John Donne, «Meditation XVII», en F. Kermode y J. Hollander, eds. The Oxford Anthlogy of English Literature, OUP, Nueva York, 1973, p. 1056.
2.3
Mensaje moral explícito e implícito

“[El discurso del inspector no es final de la obra.] El final todavía no ha llegado y cuando por fin lo hace no es el verdadero final, sino el principio de otra obra que cada espectador tendrá que escribir por sí mismo cuando abandone el teatro.
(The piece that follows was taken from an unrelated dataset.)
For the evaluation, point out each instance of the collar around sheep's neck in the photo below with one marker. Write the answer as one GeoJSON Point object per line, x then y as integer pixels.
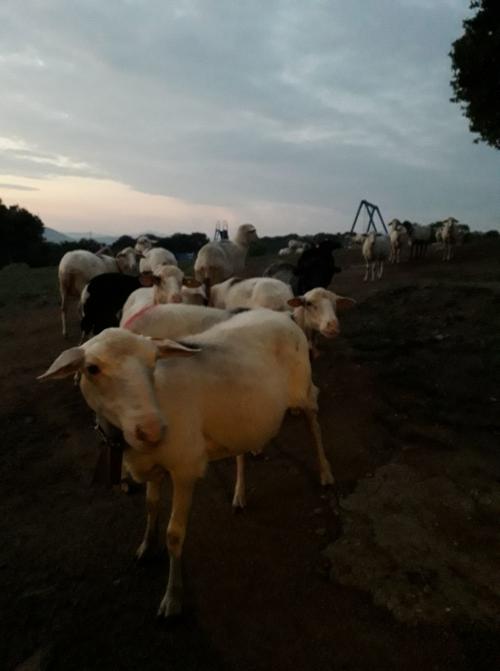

Lo que pueda ocurrir en esa obra que empieza cuando cae el telón en el acto tercero puede ser más terrible que lo que ha presenciado en escena. […] El discurso final del inspector es algo más que una aseveración: es también una pregunta que se formula a cada miembro de la audiencia: […] ¿hasta qué punto es cierto que en nuestra sociedad somos todos miembros del mismo cuerpo?»
John Braine, J. B. Priestley, Weidenfeld & Nicolson, Londres, 1978, p. 121.
2.4.
Función del Tiempo

«El otro elemento de extrañeza [en la obra, además del inspector] es el misterio del Tiempo y, en particular, la repetición del Tiempo, temas que han inspirado otras obras dramáticas de Priestley. La idea de que algunas personas tienen vislumbres de acontecimientos futuros, no ya sólo en sueños, sino en estado de vigilia, es la cuestión central de La herida del tiempo, y la noción de que un determinado esquema de acontecimiento pueda reiterarse y por ello proporcionar una segunda oportunidad […] es el tema de Estuve aquí una vez. Al margen de que todo ello sea posible o no en la realidad, lo cierto es que Priestley consigue crear momentos dramáticos de una gran eficacia. Al final de La visita del inspector la revelación de que lo sucedido en las dos horas anteriores está a punto de ocurrir de nuevo –aunque con la posibilidad de que el ciclo se rompa– crea un clímax estimulante que reverbera en la mente del espectador al abandonar la sala de teatro.
Un aspecto más convencional en el tratamiento del Tiempo añade interés a La visita del inspector. Se trata de la ironía subyacente en el hecho de que los personajes ignoran lo que les espera. La obra se ambienta en 1912, cuando hombres como Arthur Birling hablaban con confianza del futuro, sin ser conscientes de los desastres que iban a golpear a su país y al mundo entero.»
E. R. Wood, ed., J. B. Priestley, An Inspector Calls, Heinemann, Londres, 1965, pp. XII-XIII.
John Atkins, Introducción y notas; Gabriel Casas, Notas y propuestas de trabajo a: La visita del inspector, Aula de Literatura N° 28, Barcelona, Ediciones Vicens Vives, 2007.